Although the summarised evidence is promising, several limitations must be acknowledged. First, the expected variability is present, given that CP is a heterogeneous condition with a wide spectrum of functional impairments, associated comorbidities, and contextual factors that influence outcomes. Second, some studies had relatively small sample sizes and only considered short- or medium-term follow-up, which may limit the robustness of the conclusions regarding the sustainability and generalisation of the observed effects. Third, there is a notable under-representation of studies conducted in low- and middle-income countries, which makes it difficult to generalise the findings to diverse socioeconomic contexts.
It is important to note that, within the context of this scoping review, the OCEBM levels of evidence were applied solely as a mapping tool to illustrate the distribution of methodological rigour and evidence sources among the included studies. This framework was intended to identify structural gaps and highlight areas where more robust research designs are required, rather than to synthesise intervention effectiveness or evaluate risk of bias. Such an application is consistent with the exploratory purpose of scoping reviews, which seek to describe the breadth and characteristics of the available evidence rather than quantify intervention effects.
Our review also has methodological limitations related to the search strategy: only publications in English and Spanish were included, and grey literature was excluded. These factors may have led to the omission of relevant studies and limit the validity of our conclusions regarding the cultural adaptation and sustainability of interventions contextualised in diverse socioeconomic and cultural contexts.

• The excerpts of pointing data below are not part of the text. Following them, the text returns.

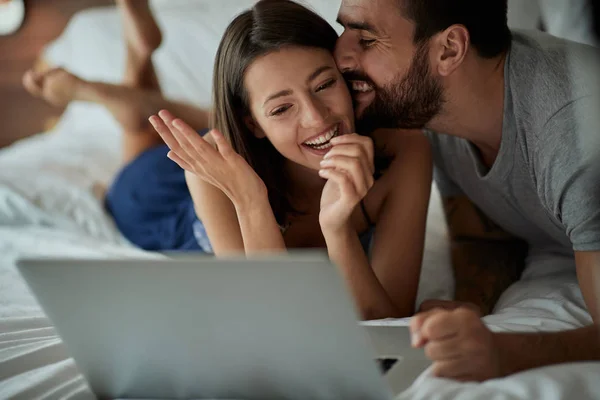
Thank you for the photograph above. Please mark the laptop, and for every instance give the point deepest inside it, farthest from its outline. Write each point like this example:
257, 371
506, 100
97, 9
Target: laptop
280, 327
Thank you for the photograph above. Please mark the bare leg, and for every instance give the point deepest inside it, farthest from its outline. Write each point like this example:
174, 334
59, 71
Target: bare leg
131, 103
142, 37
130, 106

In conclusion, this scoping review provides a general interpretation of the results in relation to the review questions and objectives, identifies trends in context-specific rehabilitation for children with CP, and highlights implications for clinical practice and future research.

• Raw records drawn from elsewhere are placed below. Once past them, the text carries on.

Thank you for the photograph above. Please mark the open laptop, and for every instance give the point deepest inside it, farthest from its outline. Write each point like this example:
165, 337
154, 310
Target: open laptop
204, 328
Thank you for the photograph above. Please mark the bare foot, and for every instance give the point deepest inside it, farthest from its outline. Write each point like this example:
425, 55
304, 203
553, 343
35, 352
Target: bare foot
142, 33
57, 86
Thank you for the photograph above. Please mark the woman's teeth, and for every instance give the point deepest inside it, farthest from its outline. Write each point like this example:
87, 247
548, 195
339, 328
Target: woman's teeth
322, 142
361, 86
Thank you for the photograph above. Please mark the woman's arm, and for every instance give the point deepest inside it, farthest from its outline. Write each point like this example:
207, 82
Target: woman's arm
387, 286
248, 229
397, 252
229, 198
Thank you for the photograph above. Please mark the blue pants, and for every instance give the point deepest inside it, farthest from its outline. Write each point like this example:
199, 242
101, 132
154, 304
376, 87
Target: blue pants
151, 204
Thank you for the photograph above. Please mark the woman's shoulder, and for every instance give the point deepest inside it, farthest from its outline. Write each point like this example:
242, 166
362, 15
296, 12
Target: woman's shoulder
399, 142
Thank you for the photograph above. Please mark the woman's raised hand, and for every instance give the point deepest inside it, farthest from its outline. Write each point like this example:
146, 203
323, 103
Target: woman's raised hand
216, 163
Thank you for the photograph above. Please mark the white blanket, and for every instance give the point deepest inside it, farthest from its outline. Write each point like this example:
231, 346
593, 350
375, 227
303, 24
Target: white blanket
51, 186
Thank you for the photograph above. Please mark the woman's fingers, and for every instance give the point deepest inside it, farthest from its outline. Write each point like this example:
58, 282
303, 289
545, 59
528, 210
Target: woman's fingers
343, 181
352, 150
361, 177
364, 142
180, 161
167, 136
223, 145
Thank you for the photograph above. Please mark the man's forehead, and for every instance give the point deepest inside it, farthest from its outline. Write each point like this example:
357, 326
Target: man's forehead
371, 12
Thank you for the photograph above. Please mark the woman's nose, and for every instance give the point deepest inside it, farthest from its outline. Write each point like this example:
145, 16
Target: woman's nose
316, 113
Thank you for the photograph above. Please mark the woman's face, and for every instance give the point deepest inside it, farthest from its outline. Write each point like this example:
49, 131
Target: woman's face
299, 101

CBIs, supported by accessible technologies, caregiver training, and environmental adaptations, show promise for improving participation and functionality. To strengthen the validity of future research, it is recommended that studies employ robust mixed methods approaches with extended follow-up periods, which will broaden the evidence base regarding their effectiveness, feasibility, and scalability across diverse settings.
CBIs emerge as promising and feasible strategies to enhance functional performance and social participation in children with CP, particularly when implemented in natural environments such as the home and supported by active caregiver involvement. Accessible and low-cost technologies, including interactive video games, virtual reality platforms, and telerehabilitation, offer playful and motivating formats that may improve adherence and allow for greater individualisation of therapy to the needs of each child and family.

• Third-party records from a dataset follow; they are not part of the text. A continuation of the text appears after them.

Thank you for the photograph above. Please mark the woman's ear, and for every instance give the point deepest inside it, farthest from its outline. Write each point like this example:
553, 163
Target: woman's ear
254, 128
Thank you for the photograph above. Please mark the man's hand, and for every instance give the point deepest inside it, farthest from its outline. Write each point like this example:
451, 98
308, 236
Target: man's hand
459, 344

However, the available evidence is limited by population heterogeneity, methodological variability, and small sample sizes in some studies. These limitations, along with the scarcity of studies from low- and middle-income countries, restrict the generalisability of the findings and underscore the need for more rigorous research.
Future studies should employ well-powered and methodologically robust designs, with standardised protocols and clearly defined minimum dosages, while incorporating outcome measures aligned with the International Classification of Functioning, Disability and Health. Strengthening evidence in this field is essential to support the systematic integration of CBIs into rehabilitation services, which has the potential to optimise health system resources, promote inclusion, and contribute to sustainable improvements in the participation and daily lives of children with CP and their families.